The Treatment for Adolescents with Depression Study (TADS)
John S. March, MD, MPH
Coordinating Center Principal Investigator
Duke Clinical Research Institute
Durham, NC
Funded by the National Institute of Mental Health, coordinated by the Duke Clinical Research Institute, and conducted in 13 academic and community centers in the United States, the Treatment for Adolescents with Depression Study (TADS) is a randomized controlled trial that evaluates the effectiveness of four treatments for adolescents with moderate to severe major depression. These are clinical management with fluoxetine, cognitive-behavioral psychotherapy (CBT), their combination (fluoxetine plus CBT), and clinical management with a sugar pill (placebo). Medications were administered double-blind; cognitive-behavior therapy and combined treatment were administered unblinded. Blinding for the primary outcomes was maintained by means of an Independent Evaluator. This summary statement addresses the Stage I (acute treatment) findings following 12 weeks of treatment.
The outcome of the study is unambiguous and the clinical implications are straightforward. TADS patients exhibit a major depression disorder, with the majority in the moderate to moderately severe range, are comorbid for other forms of mental illness about half the time, and include both boys and girls, younger and older teens, excellent minority representation, and wide variability in socioeconomic circumstances. Thus, the results are thought to apply to the full spectrum of clinically ill depressed teens seen in clinical practice. Rates of response defined as much or very much improved were: 71.0% for the combination of fluoxetine and CBT, 60.6% for fluoxetine alone, 43.2% for cognitive-behavioral psychotherapy alone, and 34.8% for placebo. Thus, the combination of fluoxetine and cognitive-behavioral psychotherapy appears to produce the greatest improvement in symptoms of major depression. Fluoxetine alone is effective, but not as effective as the combination of fluoxetine and CBT. Cognitive-behavioral psychotherapy alone is less effective than fluoxetine and not significantly more effective than placebo.
TADS treatments proved acceptable and well tolerated. Fluoxetine related adverse events were mostly mild, expected, resolved with dose adjustment, and occurred at rates consistent with previous fluoxetine studies. With respect to the risk for harm-related adverse events, we differentiate between suicidal ideation and harm-related behavior. Almost 30% of TADS participants had suicidal ideation at the start of the study; 2% had intense suicidal ideation. Suicidality decreases substantially over 12 weeks of treatment. Improvement in suicidal ideation is greatest for the combination of fluoxetine and CBT and least for fluoxetine alone. Importantly, fluoxetine does not appear to increase suicidal ideation. In contrast, harm-related behavioral events though uncommon were more common in patients receiving fluoxetine as follows: fluoxetine (11.9%), the combination of fluoxetine and CBT (8.4%), cognitive-behavioral psychotherapy (4.5%) and placebo (5.4%). Thus, consistent with its impact on suicidal ideation, cognitive-behavioral psychotherapy may protect against these events in patients taking fluoxetine. Only 1.6% of patients (7 or 439) patients made a suicide attempt; there were no completed suicides.

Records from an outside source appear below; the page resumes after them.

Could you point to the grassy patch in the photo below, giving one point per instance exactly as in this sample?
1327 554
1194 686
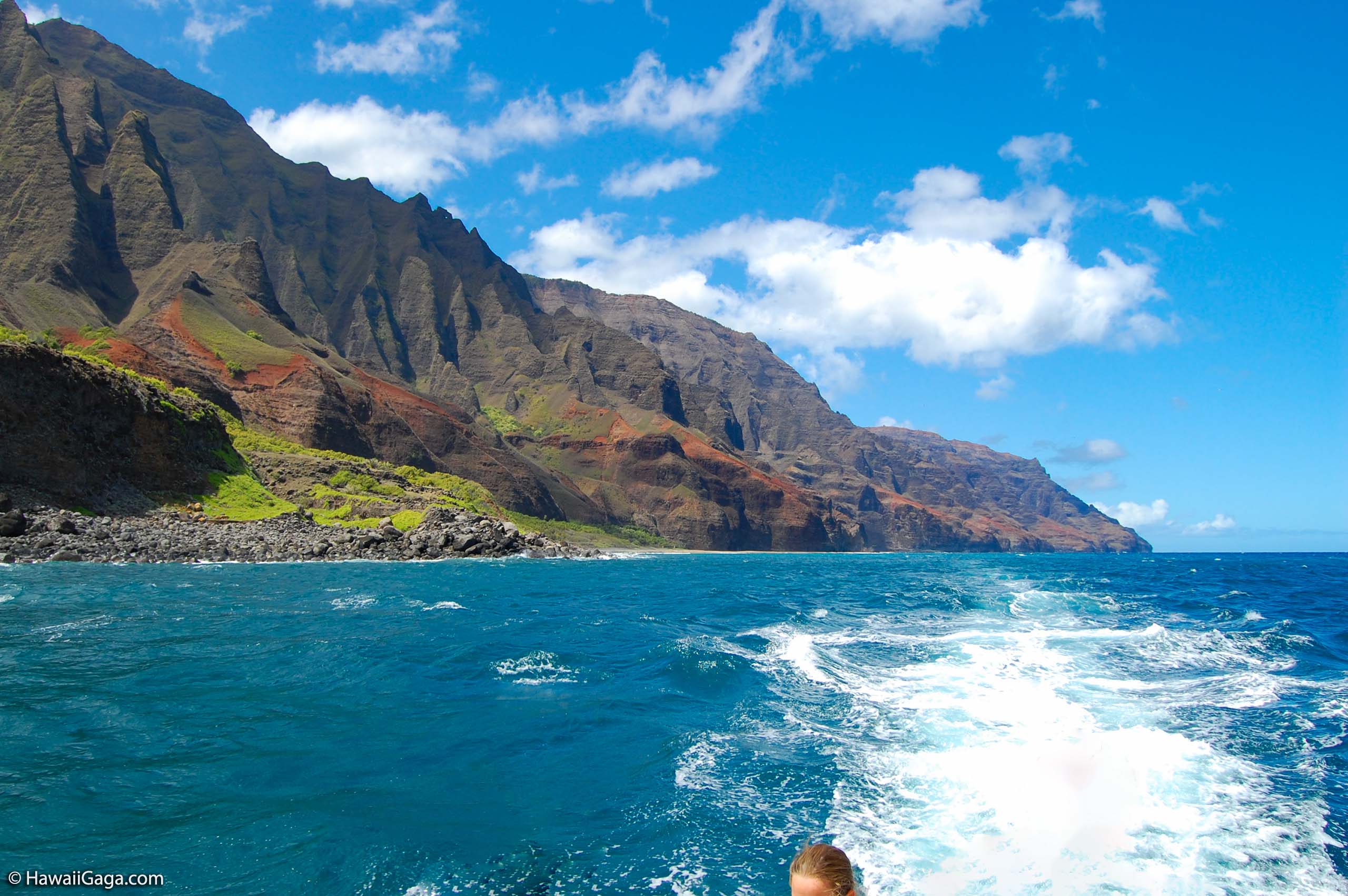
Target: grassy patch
455 491
321 492
239 496
227 341
502 420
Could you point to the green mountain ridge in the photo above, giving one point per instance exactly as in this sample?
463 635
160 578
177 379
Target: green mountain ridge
339 318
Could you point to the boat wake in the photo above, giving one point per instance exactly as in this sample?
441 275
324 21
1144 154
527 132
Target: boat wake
1041 748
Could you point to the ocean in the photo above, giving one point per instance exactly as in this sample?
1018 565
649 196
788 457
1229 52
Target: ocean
681 724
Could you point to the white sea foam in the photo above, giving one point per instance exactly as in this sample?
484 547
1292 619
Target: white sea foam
354 603
696 769
1007 758
540 668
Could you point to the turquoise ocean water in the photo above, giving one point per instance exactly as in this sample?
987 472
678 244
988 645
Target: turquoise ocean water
681 724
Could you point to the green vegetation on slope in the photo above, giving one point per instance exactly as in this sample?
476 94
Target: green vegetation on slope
240 496
231 345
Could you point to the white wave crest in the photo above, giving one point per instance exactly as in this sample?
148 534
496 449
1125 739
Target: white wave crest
1019 759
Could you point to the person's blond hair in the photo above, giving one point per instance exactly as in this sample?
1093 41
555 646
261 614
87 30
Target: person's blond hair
828 864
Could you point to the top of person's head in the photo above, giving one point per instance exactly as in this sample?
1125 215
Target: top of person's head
828 865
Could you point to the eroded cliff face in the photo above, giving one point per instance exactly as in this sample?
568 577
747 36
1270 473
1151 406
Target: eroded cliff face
326 312
897 488
80 430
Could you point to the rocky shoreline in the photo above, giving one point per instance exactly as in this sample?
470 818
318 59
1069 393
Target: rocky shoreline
42 534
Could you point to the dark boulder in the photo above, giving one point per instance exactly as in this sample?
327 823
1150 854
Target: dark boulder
13 523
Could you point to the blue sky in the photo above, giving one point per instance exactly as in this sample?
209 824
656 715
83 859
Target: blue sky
1107 235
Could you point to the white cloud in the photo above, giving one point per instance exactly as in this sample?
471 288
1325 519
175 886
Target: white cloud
1165 213
1091 452
995 389
402 151
901 22
482 84
649 97
1036 155
424 42
657 177
1092 10
536 180
35 14
1137 515
949 301
1217 524
204 29
1102 481
949 203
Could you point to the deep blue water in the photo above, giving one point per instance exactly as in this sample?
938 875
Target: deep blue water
681 724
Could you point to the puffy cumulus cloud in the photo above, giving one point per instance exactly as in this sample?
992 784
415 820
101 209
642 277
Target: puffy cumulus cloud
1091 452
402 151
34 13
658 177
1089 10
649 97
947 300
995 389
1216 526
1036 155
1165 213
482 84
1137 515
425 42
205 27
537 180
949 204
910 23
1102 481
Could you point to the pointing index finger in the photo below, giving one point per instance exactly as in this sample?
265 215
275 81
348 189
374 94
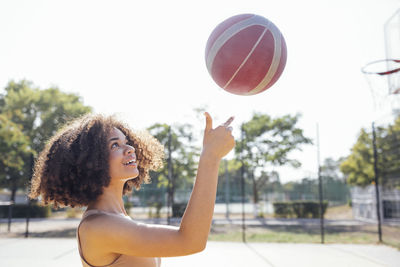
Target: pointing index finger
226 124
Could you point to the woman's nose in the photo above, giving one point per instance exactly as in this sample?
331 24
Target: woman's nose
129 149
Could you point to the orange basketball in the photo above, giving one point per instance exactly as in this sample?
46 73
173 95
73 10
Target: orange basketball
245 54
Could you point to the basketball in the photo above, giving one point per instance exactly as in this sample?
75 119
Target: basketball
245 54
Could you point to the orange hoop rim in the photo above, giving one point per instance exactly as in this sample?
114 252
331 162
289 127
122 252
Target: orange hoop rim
382 73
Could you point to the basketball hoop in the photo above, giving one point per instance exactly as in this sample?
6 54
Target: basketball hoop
383 77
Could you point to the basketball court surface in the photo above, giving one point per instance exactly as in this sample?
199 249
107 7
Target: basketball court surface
46 252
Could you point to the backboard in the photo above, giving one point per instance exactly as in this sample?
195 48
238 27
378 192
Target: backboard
392 46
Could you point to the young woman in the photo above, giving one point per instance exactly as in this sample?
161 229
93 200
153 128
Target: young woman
93 161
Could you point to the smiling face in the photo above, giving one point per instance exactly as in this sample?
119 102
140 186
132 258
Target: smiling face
122 157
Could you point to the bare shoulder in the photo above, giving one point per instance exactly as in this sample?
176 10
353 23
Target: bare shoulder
110 235
91 237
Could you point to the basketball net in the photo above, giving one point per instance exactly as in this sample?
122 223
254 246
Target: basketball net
383 77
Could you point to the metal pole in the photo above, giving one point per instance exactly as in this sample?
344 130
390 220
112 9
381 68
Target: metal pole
242 187
321 205
227 193
376 171
169 200
10 207
29 201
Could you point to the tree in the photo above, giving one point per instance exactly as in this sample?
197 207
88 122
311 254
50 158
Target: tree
359 165
268 142
36 115
181 153
14 150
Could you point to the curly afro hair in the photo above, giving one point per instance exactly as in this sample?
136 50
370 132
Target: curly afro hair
73 168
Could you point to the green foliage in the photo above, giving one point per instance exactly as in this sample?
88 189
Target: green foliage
268 142
299 209
178 141
29 117
22 210
359 165
178 209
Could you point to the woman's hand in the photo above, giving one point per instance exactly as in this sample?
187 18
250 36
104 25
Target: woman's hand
219 141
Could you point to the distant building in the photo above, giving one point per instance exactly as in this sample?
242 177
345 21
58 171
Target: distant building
365 208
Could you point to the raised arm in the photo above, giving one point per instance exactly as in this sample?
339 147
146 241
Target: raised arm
196 221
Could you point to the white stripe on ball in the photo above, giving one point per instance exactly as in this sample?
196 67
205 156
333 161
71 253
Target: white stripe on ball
229 33
274 64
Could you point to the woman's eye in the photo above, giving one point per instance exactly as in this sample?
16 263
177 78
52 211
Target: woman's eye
114 145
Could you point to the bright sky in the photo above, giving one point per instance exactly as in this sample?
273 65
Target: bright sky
144 60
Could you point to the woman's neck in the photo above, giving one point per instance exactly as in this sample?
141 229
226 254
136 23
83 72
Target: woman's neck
110 200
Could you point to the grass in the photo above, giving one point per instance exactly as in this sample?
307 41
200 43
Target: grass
301 234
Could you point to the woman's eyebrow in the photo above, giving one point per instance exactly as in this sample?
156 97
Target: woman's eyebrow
116 138
113 139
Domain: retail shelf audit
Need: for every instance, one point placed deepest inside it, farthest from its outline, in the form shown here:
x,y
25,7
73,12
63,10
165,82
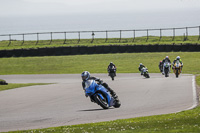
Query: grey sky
x,y
56,7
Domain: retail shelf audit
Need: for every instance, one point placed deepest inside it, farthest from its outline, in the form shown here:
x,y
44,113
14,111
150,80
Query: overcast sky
x,y
56,7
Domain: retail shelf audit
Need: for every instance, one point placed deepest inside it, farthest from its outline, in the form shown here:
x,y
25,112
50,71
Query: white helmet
x,y
85,75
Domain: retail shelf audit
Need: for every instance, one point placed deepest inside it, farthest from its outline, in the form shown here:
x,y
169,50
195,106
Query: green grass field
x,y
185,121
126,63
19,44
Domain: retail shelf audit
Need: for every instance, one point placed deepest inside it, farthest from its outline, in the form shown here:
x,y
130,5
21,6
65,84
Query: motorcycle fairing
x,y
92,88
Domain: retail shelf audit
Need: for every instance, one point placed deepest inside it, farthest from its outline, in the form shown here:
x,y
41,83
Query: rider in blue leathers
x,y
86,76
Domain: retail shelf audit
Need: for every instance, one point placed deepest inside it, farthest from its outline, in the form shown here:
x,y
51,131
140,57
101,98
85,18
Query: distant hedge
x,y
78,50
3,82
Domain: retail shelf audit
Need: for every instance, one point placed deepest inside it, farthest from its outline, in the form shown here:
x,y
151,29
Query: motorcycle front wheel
x,y
102,102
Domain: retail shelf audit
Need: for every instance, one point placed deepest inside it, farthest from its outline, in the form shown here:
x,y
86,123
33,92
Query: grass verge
x,y
13,86
185,122
17,44
126,63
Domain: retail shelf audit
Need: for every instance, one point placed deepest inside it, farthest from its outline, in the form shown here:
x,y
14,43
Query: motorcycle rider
x,y
110,67
166,59
160,66
178,58
86,76
140,68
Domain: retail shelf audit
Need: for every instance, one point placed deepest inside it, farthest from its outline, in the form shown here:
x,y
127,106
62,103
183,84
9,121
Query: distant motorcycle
x,y
177,68
166,66
145,72
112,72
100,95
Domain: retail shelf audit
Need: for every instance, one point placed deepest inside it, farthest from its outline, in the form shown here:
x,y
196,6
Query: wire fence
x,y
105,35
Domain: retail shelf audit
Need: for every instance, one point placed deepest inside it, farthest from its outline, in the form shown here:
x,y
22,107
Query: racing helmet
x,y
85,75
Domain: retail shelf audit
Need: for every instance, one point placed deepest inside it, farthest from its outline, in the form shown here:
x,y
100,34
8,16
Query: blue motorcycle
x,y
100,95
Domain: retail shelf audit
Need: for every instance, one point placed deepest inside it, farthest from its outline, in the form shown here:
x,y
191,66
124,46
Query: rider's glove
x,y
100,81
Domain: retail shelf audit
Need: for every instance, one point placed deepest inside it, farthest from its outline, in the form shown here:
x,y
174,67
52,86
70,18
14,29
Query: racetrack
x,y
64,102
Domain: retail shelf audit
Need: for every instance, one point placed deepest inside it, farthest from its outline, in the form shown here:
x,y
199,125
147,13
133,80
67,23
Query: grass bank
x,y
126,63
13,86
185,122
19,44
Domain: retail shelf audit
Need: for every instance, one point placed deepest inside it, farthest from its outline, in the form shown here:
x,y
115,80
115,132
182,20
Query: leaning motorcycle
x,y
112,72
166,66
100,95
177,68
145,72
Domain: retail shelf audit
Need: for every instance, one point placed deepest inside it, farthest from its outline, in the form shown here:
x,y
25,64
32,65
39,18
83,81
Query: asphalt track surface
x,y
64,102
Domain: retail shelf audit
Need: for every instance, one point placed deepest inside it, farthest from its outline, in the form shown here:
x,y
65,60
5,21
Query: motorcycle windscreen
x,y
90,87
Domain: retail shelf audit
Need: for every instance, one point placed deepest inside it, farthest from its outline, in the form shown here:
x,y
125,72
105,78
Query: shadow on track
x,y
94,109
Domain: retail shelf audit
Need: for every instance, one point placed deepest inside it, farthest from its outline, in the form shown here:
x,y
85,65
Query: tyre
x,y
117,104
102,102
166,73
177,73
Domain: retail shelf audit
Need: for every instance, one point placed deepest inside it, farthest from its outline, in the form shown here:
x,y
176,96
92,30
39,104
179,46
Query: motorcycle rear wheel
x,y
101,102
177,73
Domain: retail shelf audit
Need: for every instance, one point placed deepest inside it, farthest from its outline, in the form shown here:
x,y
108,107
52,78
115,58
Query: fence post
x,y
23,39
65,38
173,34
37,38
120,35
9,40
160,34
147,35
106,36
79,36
185,38
199,34
92,36
51,38
133,35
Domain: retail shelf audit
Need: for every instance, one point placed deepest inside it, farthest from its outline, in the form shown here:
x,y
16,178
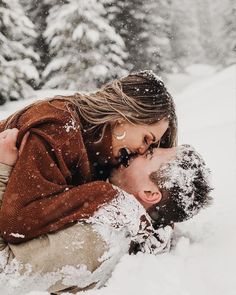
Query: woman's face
x,y
129,139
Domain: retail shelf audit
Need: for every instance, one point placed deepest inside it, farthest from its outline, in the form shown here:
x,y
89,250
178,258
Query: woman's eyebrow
x,y
154,137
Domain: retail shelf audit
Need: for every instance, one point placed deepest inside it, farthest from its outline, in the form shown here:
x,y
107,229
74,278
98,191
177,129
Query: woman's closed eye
x,y
149,139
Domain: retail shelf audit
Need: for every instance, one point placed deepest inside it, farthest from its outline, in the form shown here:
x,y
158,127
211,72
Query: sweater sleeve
x,y
5,171
40,197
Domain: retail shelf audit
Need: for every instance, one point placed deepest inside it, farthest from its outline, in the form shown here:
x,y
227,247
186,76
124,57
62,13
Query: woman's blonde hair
x,y
139,98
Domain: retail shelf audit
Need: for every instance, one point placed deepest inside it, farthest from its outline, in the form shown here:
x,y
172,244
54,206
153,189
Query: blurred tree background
x,y
80,44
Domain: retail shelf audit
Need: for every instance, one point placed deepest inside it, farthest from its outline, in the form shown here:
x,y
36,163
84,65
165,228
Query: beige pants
x,y
74,246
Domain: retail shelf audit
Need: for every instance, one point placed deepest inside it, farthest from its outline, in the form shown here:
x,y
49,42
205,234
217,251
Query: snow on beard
x,y
185,181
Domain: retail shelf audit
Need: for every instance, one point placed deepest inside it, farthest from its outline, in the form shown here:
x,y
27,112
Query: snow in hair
x,y
187,182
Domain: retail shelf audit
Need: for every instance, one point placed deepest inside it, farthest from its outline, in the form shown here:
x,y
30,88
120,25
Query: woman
x,y
73,144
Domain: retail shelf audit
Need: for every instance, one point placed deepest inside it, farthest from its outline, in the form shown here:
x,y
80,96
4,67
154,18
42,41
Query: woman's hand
x,y
8,151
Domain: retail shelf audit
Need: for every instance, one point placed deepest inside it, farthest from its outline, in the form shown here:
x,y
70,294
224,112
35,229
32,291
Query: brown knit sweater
x,y
52,184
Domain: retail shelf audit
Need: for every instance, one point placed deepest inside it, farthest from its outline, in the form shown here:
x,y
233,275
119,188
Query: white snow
x,y
17,235
203,259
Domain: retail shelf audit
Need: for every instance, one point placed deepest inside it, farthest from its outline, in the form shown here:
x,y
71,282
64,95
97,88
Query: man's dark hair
x,y
184,183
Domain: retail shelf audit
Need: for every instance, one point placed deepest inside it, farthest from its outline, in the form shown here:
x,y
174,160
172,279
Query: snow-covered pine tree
x,y
86,51
158,30
37,11
186,46
128,18
230,33
17,57
145,29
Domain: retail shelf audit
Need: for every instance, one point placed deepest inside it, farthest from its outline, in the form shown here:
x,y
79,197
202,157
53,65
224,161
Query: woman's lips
x,y
124,157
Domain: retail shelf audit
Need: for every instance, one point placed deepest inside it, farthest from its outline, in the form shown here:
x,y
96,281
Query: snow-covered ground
x,y
203,261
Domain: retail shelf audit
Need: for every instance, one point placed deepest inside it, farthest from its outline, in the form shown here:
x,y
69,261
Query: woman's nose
x,y
142,150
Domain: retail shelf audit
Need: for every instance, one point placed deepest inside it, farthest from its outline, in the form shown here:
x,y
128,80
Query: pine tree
x,y
186,45
86,51
145,27
230,33
17,70
159,35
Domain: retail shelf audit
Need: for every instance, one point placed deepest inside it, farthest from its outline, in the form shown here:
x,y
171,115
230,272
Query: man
x,y
171,184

Taking both benefit and risk into account, the benefit to risk ratio is 17 to 1 for the combination of fluoxetine and cognitive-behavioral psychotherapy and 5 to 1 for fluoxetine alone. The more robust benefit to risk ratio for combination treatment stems from its greater impact on symptoms of MDD and on a reduction in harm-related adverse events relative to patients treated with fluoxetine alone.
At this juncture in the TADS, we make the following recommendations regarding the treatment of depressed adolescents to health care decision makers at all levels: First, given high prevalence, morbidity and mortality associated with major depression in teens, it is imperative that teens with major depression be identified and offered evidence-based treatments. Second, despite calls to restrict access to medications, medical management of major depression with fluoxetine, including careful monitoring for adverse events, should be made widely available, not discouraged. Third, given incremental improvement in outcome when cognitive-behavioral psychotherapy is combined with medication and, as if not more importantly, increased protection from suicidality, cognitive-behavioral psychotherapy also should be readily available as part of comprehensive treatment for depressed adolescents.